Aquela altura, estava a um passo de penetrar na sala das profecias, erguidas por enormes colunas douradas do templo de Dário, que sustentavam um céu repleto de estrelas, criando um cenário bordado sobre uma cortina de fundo plana por onde navegam toda a luz das estrelas na distância ilusória da tridimensionalidade nas mentes humanas.
As profecias, eram formadas por pálidas senhoras da noite que vestiam-se com túnicas pretas, e saiam por de trás das colunas carregando em suas mãos o ouro de Finisterrae. Estes eram derretidos dentro dum caldeirão incandescente por onde a porção mágica girava, borbulhava e ardia. O vórtice separava o caldo do fundo, e formava-se toda luz e a matéria primordial A profecia se revelava através da fusão do ouro com a escuridão. Vozes surgiam de todos os lugares, oriundas da consciência dos mundos subterrâneos. O caldo que ali se formava, era entornado em cadinhos, e enterrados por diversas partes do mundo, desde o Alasca até Madagascar. Dali sairia uma voz, revelando o destino aos humanos, avisando-os que as decisões já foram tomadas tanto no passado como no futuro. Nada irá ser alterado. Seria uma afronta contra as senhoras de túnicas negras, se aquilo que elas tanto guardavam fossem entregues ao acaso, a um simples e tolo capricho dum mortal.

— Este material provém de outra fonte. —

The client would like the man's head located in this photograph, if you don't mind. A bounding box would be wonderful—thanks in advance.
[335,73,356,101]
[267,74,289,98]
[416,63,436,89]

Em cada frasco, a transparente lamina que dividia os meios, mostravam ao homen, de que sua magnitude jamais irá se redimir, aos caprichos humanos. Tentarão intervir, assim como o fez sobre o ar, terra e mar, e por onde passar desapercebido de sua pequinês diante da infinita grandeza do cosmos.
Com certeza a humanidade deixará suas marcas, nos registros do Tempo, mas sua maior obra virá não por suas construções gigantescas, de que tanto se orgulha. Irão construir naves, para mostrar seus feitos aqui na Terra, admiradas da Lua e até de outros planetas. Sua vaidade não terá limites, mas sua marca maior virá dos dramas tatuados em sua alma. Saudades deixadas na memória das paredes dos castelos medievais, seus sonhos, suas paixões e desejos. Sua alma estará para sempre sendo contada pelas memórias do Tempo.